Indians of Arizona and New Mexico, The: Nineteenth Century Ethnographic Notes of Archbishop John Baptist Salpointe
By , John Baptist Salpointe. Rio Grande Books. 0pp. $19.95.
Resident for the last 30 years of his life in Tucson (1868-1898), Salpointe had become fascinated by Native American lifeways years before. The writings presented here, as well as earlier notes, were in the possession of Fray Angelico Chavez who gave them to ethnologist Charles H. Lange for use in his research on the Pueblo Indians. Here they are “pieced together” and published for the first time. The editors have done an excellent job of arranging the somewhat fragmentary pieces, as well as providing brief introductory sections of explanatory background.
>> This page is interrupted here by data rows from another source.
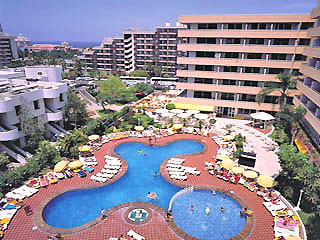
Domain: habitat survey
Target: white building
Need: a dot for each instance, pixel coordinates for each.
(43, 100)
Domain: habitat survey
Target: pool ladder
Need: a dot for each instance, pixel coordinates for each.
(178, 194)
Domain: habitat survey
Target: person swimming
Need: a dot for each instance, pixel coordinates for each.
(207, 211)
(152, 195)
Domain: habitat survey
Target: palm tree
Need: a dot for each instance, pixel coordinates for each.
(286, 82)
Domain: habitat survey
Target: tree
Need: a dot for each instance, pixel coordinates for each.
(4, 161)
(75, 110)
(286, 83)
(68, 146)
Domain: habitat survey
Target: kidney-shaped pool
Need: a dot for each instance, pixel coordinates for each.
(78, 207)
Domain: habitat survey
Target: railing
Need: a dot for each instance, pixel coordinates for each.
(178, 194)
(283, 199)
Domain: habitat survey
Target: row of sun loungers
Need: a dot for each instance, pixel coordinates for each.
(110, 169)
(177, 171)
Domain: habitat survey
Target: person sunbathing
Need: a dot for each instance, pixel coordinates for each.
(152, 195)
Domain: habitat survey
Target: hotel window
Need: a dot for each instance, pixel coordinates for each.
(282, 26)
(18, 109)
(254, 56)
(231, 55)
(281, 41)
(251, 70)
(234, 26)
(304, 42)
(205, 54)
(207, 40)
(233, 41)
(207, 26)
(230, 68)
(202, 94)
(36, 105)
(203, 80)
(256, 41)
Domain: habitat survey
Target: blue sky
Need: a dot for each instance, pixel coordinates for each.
(91, 20)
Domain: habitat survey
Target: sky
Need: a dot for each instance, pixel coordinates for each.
(92, 20)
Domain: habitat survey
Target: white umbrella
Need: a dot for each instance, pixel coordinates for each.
(184, 115)
(167, 114)
(177, 111)
(201, 116)
(193, 111)
(162, 110)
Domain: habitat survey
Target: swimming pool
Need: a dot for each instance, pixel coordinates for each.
(215, 226)
(78, 207)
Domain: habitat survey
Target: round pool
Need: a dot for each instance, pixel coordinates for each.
(78, 207)
(210, 224)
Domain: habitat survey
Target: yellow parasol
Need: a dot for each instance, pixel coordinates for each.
(94, 137)
(237, 170)
(227, 164)
(222, 157)
(265, 181)
(177, 126)
(60, 166)
(229, 138)
(75, 164)
(250, 174)
(84, 148)
(139, 128)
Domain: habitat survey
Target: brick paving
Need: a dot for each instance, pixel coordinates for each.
(157, 228)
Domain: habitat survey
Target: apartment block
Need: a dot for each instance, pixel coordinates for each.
(8, 48)
(228, 59)
(309, 86)
(135, 50)
(43, 100)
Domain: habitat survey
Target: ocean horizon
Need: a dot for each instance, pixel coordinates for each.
(72, 44)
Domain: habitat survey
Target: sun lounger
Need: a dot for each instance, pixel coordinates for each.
(178, 177)
(135, 235)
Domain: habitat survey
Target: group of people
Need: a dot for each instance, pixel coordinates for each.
(207, 210)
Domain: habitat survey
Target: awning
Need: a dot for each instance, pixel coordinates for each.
(190, 106)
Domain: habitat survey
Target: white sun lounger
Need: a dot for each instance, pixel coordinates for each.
(107, 166)
(8, 213)
(178, 177)
(173, 165)
(135, 235)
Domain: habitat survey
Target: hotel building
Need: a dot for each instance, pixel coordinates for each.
(229, 59)
(310, 85)
(8, 48)
(42, 97)
(135, 50)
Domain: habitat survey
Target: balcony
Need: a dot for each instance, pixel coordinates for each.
(54, 115)
(243, 33)
(240, 48)
(238, 62)
(228, 75)
(314, 32)
(309, 92)
(312, 51)
(310, 117)
(229, 103)
(315, 13)
(9, 134)
(310, 71)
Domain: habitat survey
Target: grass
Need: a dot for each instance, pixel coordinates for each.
(305, 216)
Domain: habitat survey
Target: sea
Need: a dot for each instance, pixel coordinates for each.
(72, 44)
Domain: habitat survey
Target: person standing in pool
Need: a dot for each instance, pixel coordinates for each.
(207, 211)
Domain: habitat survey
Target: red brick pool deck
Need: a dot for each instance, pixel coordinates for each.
(156, 228)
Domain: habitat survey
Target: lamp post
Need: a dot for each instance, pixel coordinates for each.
(297, 208)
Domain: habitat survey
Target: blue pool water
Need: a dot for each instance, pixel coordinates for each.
(79, 207)
(215, 226)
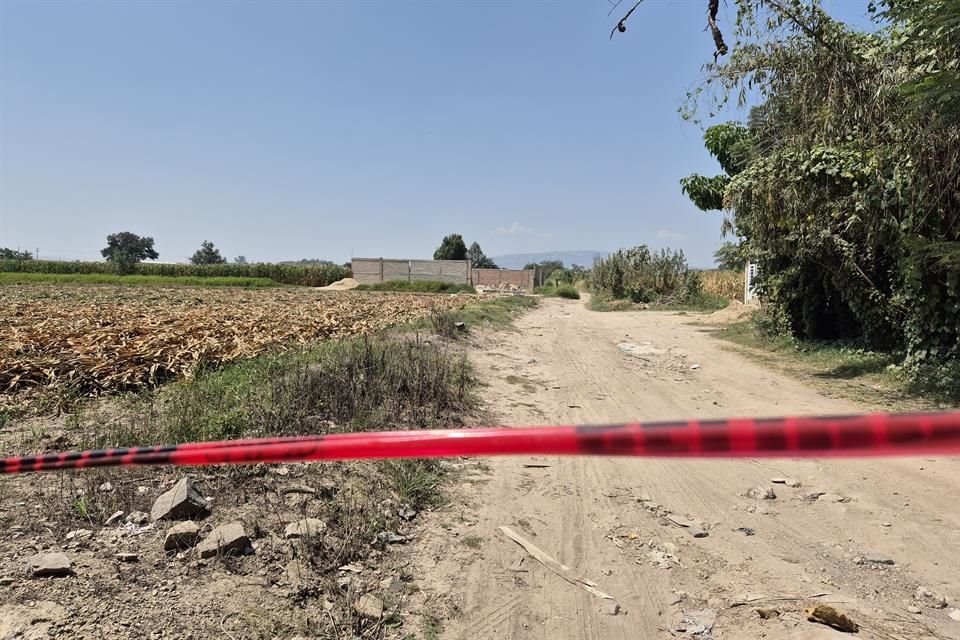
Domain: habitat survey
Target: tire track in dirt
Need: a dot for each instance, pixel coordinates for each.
(591, 367)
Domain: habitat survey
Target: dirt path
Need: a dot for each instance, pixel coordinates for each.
(605, 516)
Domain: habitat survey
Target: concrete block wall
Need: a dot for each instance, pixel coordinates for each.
(520, 278)
(376, 270)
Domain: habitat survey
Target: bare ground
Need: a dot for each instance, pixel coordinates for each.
(607, 517)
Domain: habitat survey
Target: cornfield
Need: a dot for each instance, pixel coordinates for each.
(93, 341)
(726, 284)
(306, 275)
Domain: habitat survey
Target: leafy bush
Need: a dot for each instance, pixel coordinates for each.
(563, 291)
(643, 276)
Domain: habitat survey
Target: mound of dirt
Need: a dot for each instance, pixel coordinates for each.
(341, 285)
(734, 312)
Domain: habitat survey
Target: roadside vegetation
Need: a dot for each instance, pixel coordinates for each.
(133, 281)
(558, 291)
(841, 184)
(638, 278)
(841, 368)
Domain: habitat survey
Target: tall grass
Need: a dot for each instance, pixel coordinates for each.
(306, 275)
(135, 281)
(724, 284)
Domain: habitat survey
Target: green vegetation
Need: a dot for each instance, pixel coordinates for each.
(124, 250)
(658, 278)
(14, 254)
(844, 368)
(842, 184)
(563, 291)
(478, 259)
(295, 274)
(208, 254)
(418, 286)
(452, 247)
(133, 281)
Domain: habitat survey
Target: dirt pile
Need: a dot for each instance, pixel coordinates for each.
(341, 285)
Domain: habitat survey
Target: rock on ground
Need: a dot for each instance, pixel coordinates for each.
(304, 528)
(225, 539)
(50, 564)
(181, 502)
(369, 606)
(762, 493)
(930, 598)
(181, 536)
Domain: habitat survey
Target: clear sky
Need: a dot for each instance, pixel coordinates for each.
(326, 129)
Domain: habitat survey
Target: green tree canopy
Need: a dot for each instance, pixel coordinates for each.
(207, 254)
(126, 249)
(843, 182)
(451, 248)
(14, 254)
(478, 259)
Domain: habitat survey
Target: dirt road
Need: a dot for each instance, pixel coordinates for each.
(607, 518)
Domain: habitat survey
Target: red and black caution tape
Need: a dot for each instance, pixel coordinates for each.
(861, 435)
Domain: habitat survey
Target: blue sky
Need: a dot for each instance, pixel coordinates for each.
(325, 129)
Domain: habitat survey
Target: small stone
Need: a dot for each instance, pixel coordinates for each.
(225, 539)
(669, 547)
(304, 528)
(762, 493)
(182, 535)
(874, 558)
(611, 608)
(832, 497)
(137, 517)
(369, 606)
(391, 537)
(50, 564)
(182, 502)
(930, 598)
(79, 534)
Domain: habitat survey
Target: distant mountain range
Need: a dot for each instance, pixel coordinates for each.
(568, 258)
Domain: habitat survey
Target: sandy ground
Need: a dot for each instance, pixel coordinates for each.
(606, 517)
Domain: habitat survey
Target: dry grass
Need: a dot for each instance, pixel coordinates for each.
(724, 284)
(90, 341)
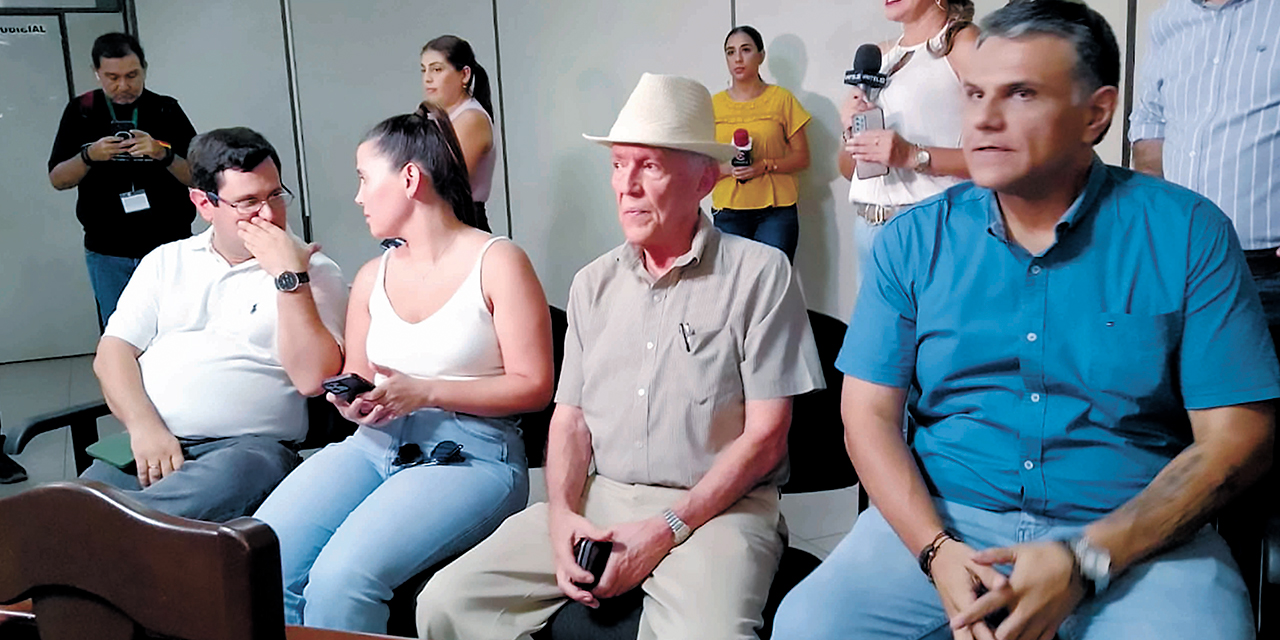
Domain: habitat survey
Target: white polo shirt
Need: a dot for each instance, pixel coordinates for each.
(208, 333)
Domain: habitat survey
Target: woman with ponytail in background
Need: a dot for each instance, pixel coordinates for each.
(453, 81)
(922, 103)
(455, 351)
(758, 200)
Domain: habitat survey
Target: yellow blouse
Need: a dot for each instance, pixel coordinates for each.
(771, 119)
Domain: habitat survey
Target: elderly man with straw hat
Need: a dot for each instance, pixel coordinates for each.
(668, 440)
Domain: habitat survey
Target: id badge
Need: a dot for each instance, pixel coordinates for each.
(135, 201)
Salpointe was a man of his time, of course, and had no training in cultural studies, making his observations sometimes derogatory and demeaning of (as well as often totally wrong about) his Native American subjects. []
John Baptiste Salpointe succeeded Archbishop Lamy of Santa Fe and worked among the tribes of Arizona and New Mexico between 1860 and 1898. In addition to proselytizing among the Native tribes, he set up hospitals and schools, collected statistics and folk tales and wrote tribal history as he saw it. It has been heavily annotated by the three editors who reorganized the material into more readable form. Unfortunately they took literary license by deleting “gratuitous remarks” along with Salpointe’s “disrespectful comments toward Native people,” which may have left us with a different view of Salpointe’s personality.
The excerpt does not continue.